Après des années de franche camaraderie, Paris est encore parvenue à me surprendre. En ce beau samedi de l’an deux-mille neuf, à quatorze heures quinze et trente quatre secondes, mes errances me conduisirent devant le pont Alexandre III où je me posai ce dilemme crucial : allais-je franchir le pont ou continuer tout droit ?

Lorsqu’on se laisse porter par le destin, il vient toujours un moment où le libre arbitre interfère avec le hasard. Aussi, lorsque j’aperçu au lointain le Grand palais et sa verrière anthracite, ruisselante de soleil, qui attirait des essaims de touristes comme la flamme vacillante d’un photophore, j’admets avoir machinalement suivi l’âme de groupe : j’optai pour le pont.
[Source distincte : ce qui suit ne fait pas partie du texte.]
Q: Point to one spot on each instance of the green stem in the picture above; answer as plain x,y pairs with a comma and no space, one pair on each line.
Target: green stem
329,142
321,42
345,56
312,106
Mais Avenue Winston Churchill, la foule se densifia en un grumeau compact, et les klaxons incessants s’accordèrent en un flot volubile pour tambouriner dans mes oreilles comme un marteau piqueur. Je reconnus immédiatement les symptômes d’une fâcheuse migraine qui ne me laisserait pas en paix de sitôt. Joies citadines. Alors, je me pris à rêver d’une retraite paisible, aussi improbable qu’une oasis dans ce désert urbain. Etrangement, j’ai trouvé cet endroit.

A quelques pas de l’annexe du Grand Palais, astucieusement nommé Palais des découvertes, se trouve un écrin de verdure qui ne ressemble à aucun jardin de Paris. On y accède en descendant les degrés d’un escalier de pierre, si bien camouflé des promeneurs qu’il passerait presque inaperçu.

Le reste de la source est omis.